African trypanosomes go through at least five developmental stages during their life cycle. The different cellular forms are classified using morphology, including the order of the nucleus, flagellum and kinetoplast along the anterior-posterior axis of the cell, the predominant cell surface molecules and the location within the host. Here, an asymmetrical cell division cycle that is an integral part of the Trypanosoma brucei life cycle has been characterised in further detail through the use of cell cycle stage specific markers. The cell cycle leading to the asymmetric division includes an exquisitely synchronised mitosis and exchange in relative location of organelles along the anterior-posterior axis of the cell. These events are coupled to a change in cell surface architecture. During the asymmetric division, the behaviour of the new flagellum is consistent with a role in determining the location of the plane of cell division, a function previously characterised in procyclic cells. Thus, the asymmetric cell division cycle provides a mechanism for a change in cell morphology and also an explanation for how a reduction in cell length can occur in a cell shaped by a stable microtubule array.

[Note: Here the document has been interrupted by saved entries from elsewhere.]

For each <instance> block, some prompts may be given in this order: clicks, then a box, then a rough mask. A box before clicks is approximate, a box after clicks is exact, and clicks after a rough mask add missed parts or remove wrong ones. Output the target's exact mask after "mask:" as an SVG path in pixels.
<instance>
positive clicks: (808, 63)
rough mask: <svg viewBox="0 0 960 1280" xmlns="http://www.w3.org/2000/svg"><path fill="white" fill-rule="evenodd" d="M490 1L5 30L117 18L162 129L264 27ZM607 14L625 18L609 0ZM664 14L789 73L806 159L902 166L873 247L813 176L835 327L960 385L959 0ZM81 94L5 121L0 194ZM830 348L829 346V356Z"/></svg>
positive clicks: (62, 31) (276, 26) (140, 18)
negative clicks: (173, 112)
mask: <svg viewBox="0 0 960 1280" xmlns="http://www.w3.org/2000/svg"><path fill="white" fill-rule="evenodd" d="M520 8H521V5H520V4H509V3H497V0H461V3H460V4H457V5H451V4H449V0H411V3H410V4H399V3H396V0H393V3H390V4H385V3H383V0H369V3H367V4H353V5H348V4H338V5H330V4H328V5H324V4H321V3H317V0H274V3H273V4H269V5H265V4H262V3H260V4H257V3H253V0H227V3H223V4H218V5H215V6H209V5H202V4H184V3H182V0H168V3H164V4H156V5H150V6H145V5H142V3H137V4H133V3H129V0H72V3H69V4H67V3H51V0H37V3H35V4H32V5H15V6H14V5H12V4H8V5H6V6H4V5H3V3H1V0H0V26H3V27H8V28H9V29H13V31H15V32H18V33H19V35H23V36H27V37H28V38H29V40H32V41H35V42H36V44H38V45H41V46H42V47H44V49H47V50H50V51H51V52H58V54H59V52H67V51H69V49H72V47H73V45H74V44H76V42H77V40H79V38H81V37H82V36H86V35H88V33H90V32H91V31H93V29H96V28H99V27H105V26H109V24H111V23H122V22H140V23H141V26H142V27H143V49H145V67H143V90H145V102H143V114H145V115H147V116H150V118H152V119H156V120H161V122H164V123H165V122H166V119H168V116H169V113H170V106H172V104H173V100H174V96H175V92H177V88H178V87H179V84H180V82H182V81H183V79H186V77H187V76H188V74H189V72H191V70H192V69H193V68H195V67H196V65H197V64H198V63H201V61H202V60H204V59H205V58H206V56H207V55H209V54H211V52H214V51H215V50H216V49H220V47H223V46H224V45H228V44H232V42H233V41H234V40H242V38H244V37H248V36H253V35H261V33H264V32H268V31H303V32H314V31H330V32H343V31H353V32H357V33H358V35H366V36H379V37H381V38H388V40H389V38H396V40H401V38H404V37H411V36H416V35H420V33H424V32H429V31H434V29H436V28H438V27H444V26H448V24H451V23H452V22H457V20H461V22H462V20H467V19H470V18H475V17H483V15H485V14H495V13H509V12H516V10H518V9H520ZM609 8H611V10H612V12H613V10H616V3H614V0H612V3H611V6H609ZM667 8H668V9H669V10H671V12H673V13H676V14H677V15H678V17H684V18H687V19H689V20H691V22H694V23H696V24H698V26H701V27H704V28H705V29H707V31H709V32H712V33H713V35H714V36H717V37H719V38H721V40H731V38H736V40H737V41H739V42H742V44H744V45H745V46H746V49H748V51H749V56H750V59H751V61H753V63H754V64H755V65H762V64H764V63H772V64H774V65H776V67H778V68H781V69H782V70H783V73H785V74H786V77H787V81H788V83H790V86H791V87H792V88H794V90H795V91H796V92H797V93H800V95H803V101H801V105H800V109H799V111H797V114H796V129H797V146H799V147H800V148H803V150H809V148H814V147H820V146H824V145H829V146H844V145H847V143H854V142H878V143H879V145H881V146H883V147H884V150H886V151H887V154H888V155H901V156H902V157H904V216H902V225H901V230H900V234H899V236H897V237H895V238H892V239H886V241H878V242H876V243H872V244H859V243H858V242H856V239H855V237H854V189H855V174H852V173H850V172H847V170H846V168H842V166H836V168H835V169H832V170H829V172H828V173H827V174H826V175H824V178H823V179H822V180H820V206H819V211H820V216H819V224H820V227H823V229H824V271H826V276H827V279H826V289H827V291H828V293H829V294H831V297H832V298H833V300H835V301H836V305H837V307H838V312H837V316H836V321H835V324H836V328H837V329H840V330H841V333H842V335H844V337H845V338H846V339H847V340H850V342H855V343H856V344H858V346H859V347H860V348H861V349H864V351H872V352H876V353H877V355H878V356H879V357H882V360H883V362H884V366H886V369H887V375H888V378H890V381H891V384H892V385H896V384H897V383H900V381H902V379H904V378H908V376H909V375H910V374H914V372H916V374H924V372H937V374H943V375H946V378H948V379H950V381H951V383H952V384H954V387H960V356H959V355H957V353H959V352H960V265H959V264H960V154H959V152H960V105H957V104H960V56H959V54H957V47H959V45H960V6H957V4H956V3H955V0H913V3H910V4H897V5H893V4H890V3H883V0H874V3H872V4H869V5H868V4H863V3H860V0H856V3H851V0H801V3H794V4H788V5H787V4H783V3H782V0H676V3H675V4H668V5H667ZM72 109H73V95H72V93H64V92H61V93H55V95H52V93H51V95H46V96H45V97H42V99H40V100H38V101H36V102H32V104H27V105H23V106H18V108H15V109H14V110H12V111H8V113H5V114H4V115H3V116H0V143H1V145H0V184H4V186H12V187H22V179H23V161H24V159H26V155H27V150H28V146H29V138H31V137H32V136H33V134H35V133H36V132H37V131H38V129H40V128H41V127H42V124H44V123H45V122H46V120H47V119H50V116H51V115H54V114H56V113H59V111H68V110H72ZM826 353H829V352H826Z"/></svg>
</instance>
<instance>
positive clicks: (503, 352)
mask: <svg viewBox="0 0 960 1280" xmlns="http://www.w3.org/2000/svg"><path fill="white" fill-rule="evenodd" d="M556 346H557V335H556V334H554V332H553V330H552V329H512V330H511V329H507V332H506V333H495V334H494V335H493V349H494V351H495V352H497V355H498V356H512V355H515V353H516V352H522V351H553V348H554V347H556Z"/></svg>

Elucidating the mechanism of genetic exchange is fundamental for understanding how genes for such traits as virulence, disease phenotype, and drug resistance are transferred between pathogen strains. Genetic exchange occurs in the parasitic protists Trypanosoma brucei, T. cruzi, and Leishmania major, but the precise cellular mechanisms are unknown, because the process has not been observed directly. Here we exploit the identification of homologs of meiotic genes in the T. brucei genome and demonstrate that three functionally distinct, meiosis-specific proteins are expressed in the nucleus of a single specific cell type, defining a previously undescribed developmental stage occurring within the tsetse fly salivary gland. Expression occurs in clonal and mixed infections, indicating that the meiotic program is an intrinsic but hitherto cryptic part of the developmental cycle of trypanosomes. In experimental crosses, expression of meiosis-specific proteins usually occurred before cell fusion. This is evidence of conventional meiotic division in an excavate protist, and the functional conservation of the meiotic machinery in these divergent organisms underlines the ubiquity and basal evolution of meiosis in eukaryotes.